I recently learned that the brother in France, although living in poverty, composed music as well… This is just one of the many interesting realities on the journey into the unknown terrain of the resurrection of Ukrainian music.”

Many years later, in 2020, Dr. Filenko explained why the article on Vasyl Bezkorovayny was still incomplete. The archive was in his brother’s private home in Simferopil and had been inaccessible since the Russian takeover of Crimea. These stories reveal some of the challenges in compiling research on composers included in this project.

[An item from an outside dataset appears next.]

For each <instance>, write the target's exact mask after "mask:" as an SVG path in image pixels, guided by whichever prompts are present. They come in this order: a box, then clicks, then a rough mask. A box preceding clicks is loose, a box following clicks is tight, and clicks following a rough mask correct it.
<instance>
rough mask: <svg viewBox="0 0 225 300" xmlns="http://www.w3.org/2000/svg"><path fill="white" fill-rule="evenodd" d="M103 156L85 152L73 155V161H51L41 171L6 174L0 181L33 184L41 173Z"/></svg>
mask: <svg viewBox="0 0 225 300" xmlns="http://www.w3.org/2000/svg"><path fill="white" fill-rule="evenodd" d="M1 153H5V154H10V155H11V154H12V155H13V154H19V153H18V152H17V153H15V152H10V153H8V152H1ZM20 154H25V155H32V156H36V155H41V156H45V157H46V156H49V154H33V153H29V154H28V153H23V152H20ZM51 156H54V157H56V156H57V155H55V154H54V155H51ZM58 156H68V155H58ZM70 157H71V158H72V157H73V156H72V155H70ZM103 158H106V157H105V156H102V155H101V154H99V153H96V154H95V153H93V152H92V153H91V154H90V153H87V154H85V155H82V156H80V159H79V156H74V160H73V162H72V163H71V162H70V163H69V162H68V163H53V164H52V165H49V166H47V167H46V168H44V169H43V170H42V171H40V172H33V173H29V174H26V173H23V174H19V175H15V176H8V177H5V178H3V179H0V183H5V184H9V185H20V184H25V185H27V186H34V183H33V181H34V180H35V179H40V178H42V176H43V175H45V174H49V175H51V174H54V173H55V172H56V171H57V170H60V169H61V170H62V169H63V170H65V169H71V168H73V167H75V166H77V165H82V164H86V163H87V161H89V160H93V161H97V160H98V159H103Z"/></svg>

Because Ukrainian history includes centuries of foreign domination, a great number of composers and musicians left their homeland and took up residence in other countries. Australia, Canada, Italy, Czechia, France, Germany, Poland, Russia, Slovakia and other countries have benefitted from the talents of their nationals of Ukrainian heritage. The Ukraine Millennium foundation intends to fund research into the identification of these composers.

Phase One of the Composers of the Ukrainian Diaspora Project includes Fedir Akimenko, Virko Baley, Vasyl Bezkorovayny, Peter Deriashnyj, George Fiala, Mykola Fomenko, Michael Hayvoronsky, Andrij Hnatyschyn, Wadym Kipa, Alexander Koshetz, Marian Kouzan, Gary Kulesha, Larysa Kuzmenko, Hryhory Kytasty, Zenoby Lawryshyn, Zenowij Lysko, Yuriy Oliynyk, Roman Prydatkevytch, Ihor Sonevytsky, Stefania Turkewich-Lukianovych and Wasyl Wytwycky.

The Diaspora Composers Project was designed to develop through four stages, described by Dr. Filenko in 2002:

Stage 1. Initial (Preliminary)
Evaluation of the existing research related to the project. Gathering publicly available and published information on the subject. Further delineation of the sub-stages of the project. Definition of the most efficient way of gathering information.

Stage 2. Intermediate
Systematization of the material based upon historical, socio-political, geographical and cultural criteria.

Stage 3. Advanced
Selection of auxiliary sources for additional information. Reevaluation of the cultural context and the role of the particular individual in cultural development and his/her influence on the musical culture. Musicological analysis of the selected compositions, comparative analysis of the stylistic characteristics, etc.

Stage 4. Final Stage
Unification of the form of presentation, development of academic apparatus, such as indices, maps, music examples, photo materials, and possibly audio material. Style of footnotes, especially related to archival materials from different countries, list of illustrations and additional materials.

Future of the Project
Upon completion of the Composers of the Ukrainian Diaspora Project (Phase One), with files on 21 composers placed in the Bohdan Medwidsky Archives in 2021, UMF intends to continue to fund Phase Two of the project.